@zzarth
my psa started rising about
five years ago.. 1.4, 2.8, 3.2, 4.5, 6.5, 7.5, 8.8, 9.3
Paternal history as well, so there's that.
It was only when it hit 4.5 that we started looking and doing biospys. Two total, one 12/2014 and another 12/2015 (after PSA continuing to rise and free psa BAD and PCA3 negative. Since it was anterior apex it was harder to get to but certainly doable through the back entry port. I'd prefer that to a through the scrotum or otherwise.
By 1/2016 I was meeting with oncologist, surgeons and radiation specialists around the country.
Of the seven people in total I met with, 6 of 7 said surgery was the best option for healthy, young man, looking for absolute cure and high expectation of high quality of life. Everyone, even the RT specialists said either "your're better off with surgery at this stage" or "you'll do best with surgery"
The simple summary for this stage with containment and young healthy patient is, surgery MAY have some very low probability limited downsides in the hands of a skilled surgeon but it's essentially a 100% cure rate at this stage and after recovery there shouldn't be any impact.
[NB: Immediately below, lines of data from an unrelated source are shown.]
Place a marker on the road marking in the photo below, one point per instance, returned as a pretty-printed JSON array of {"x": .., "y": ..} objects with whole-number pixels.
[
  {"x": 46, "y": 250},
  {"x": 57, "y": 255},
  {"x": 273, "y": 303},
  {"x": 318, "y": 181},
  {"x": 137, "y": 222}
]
(well, no ejaculate means no making babies naturally so think about
that - and store some sperm or get ready to harvest sperm from the testes)
Whereas radiation, while having a high cure rate of course as well EBRT, BT, SPRT, even proton there are most likely going to be some downsides in various areas of varying degrees and, nearly to a man (yes, they were all men except for the copilot on my actual surgery) they said "we just don't like recommending radiation for a young man with arguably 4-5 decades of life ahead unless something about
the tumor
location, possible metastasis or preference of the patient dictates it.
And then the old adage is that once one does Radiation, doing surgery after (pretty rare but it happens) is less of an option and what they call a "salvage" procedure, and the downsides are much greater than had surgery been done initially.
BT and other RT therapies CAN be cheaper than a RALP for sure. sometimes half to 40% of the total cost. But, if you're insured you're probably looking at some sort of annual OOPM regardless.
If you want me to, I can email you all the restricted research reports I collected (I had a medical researcher assigned to me at Stanford at first who did any research I asked for and had access to normally unavailable clinical trial reports and research reports) that helped guide my thinking and analysis.